How Do I Accept a Surprise Pregnancy?
Submitted by maryf
I am completely depressed but I am at work and cannot talk to a therapist or friend right now and really want advice from someone who has had a child. I was on a birth control pill where your period comes only once every 3 months. I had some some odd bleeding a month ago and went to my MD who did several tests for ovarian cancer that ended up abnormal. At any rate, after repeating this CA125 ovarian cancer test and a routine pregancy blood test 3 days ago and discovered that rather than having ovarian cancer, the cancer test was abnormal because I am 12 weeks pregnant. Not even 4 weeks. 12!!

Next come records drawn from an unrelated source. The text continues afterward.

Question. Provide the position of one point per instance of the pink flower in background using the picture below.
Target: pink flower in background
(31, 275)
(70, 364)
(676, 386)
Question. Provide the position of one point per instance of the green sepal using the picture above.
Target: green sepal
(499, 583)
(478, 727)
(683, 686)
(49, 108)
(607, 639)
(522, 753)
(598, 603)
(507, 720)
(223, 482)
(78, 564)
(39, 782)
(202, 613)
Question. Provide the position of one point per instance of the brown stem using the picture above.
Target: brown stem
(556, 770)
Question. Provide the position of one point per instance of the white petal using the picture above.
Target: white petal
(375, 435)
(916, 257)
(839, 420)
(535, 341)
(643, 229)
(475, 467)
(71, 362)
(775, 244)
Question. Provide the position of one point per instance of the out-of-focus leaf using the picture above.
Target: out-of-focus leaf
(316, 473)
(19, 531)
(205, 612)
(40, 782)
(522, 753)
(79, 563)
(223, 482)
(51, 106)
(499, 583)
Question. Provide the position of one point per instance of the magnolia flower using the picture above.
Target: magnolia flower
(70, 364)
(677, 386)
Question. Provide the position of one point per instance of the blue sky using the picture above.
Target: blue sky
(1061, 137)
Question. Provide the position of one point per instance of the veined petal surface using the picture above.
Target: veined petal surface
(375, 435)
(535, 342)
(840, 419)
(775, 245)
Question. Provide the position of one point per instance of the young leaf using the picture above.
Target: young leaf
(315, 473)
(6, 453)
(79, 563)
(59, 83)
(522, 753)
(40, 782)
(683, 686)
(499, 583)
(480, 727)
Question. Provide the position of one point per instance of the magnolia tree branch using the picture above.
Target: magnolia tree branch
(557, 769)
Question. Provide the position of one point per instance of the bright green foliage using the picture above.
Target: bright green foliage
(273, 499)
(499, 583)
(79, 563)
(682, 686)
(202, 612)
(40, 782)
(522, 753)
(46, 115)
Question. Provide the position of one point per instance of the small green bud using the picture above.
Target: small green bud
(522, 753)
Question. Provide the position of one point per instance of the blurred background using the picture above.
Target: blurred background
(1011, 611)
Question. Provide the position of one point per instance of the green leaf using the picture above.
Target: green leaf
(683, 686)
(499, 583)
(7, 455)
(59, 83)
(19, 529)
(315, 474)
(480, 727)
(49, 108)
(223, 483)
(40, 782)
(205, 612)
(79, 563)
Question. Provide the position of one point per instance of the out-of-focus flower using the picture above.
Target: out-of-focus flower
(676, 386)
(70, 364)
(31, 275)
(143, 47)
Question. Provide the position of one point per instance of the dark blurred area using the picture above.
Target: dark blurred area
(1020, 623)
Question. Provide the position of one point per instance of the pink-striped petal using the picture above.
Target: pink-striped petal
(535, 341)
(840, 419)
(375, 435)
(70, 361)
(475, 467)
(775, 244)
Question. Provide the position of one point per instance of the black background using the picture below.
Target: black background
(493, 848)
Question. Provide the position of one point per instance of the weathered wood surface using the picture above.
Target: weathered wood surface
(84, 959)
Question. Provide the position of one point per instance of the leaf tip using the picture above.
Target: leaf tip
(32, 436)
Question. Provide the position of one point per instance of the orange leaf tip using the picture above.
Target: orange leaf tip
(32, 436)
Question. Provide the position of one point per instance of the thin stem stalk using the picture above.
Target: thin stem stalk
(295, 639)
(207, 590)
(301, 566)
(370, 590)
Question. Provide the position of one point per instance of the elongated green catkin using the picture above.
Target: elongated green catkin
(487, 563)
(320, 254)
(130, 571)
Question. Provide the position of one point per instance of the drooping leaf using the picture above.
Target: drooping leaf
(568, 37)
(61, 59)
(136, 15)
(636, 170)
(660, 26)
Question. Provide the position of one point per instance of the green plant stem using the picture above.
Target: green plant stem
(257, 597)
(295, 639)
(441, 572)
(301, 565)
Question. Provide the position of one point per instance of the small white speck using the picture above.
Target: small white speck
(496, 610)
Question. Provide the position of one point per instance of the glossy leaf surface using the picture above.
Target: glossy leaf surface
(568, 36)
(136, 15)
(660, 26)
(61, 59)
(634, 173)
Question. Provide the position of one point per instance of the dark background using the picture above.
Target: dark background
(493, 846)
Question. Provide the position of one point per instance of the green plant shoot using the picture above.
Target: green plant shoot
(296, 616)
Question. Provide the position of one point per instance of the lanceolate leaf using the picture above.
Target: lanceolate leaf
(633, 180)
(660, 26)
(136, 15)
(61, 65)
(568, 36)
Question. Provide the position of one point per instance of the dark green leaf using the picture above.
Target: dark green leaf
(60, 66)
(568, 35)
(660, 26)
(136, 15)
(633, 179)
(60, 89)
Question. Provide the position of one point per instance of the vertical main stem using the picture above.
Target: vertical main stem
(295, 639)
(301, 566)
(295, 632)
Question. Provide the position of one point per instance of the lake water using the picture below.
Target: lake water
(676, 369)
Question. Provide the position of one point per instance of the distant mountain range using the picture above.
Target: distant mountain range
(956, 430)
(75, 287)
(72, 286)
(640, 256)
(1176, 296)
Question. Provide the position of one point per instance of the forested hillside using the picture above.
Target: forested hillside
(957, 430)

This was totally unexpected for both me and the doctor. I feel that I am in shock. I am 35 years old, did not want children and have never had an "accident" before with birth control. I have always been very careful because I do not believe in abortion. Now I am devastated by this news. I know that I am ungrateful. I have a great boyfriend of 2 years who is very happy and accepting, and independent of him, I have a great career and decent income.
I know I should feel very happy since so many people cannot have children, and given that I do not have ovarian cancer. Yet I do not know how to start to accept the pregnancy and changes in my life. I have not told anyone. I am completely depressed. What do I do? Where do I start? I do not know how to take care of a child at all!! I grew up in foster care. I am terrified that I will not be a good parent. I do not have any family nearby. What is the first step??? How do I get ready for a baby? Who do I go to talk to first????
I do not believe in abortion and it is not an option for me. I do not judge others but I do not think it is right to terminate another person's life. I want to find a way to come to terms with this so I can be a good parent but do not know where to start emotionally.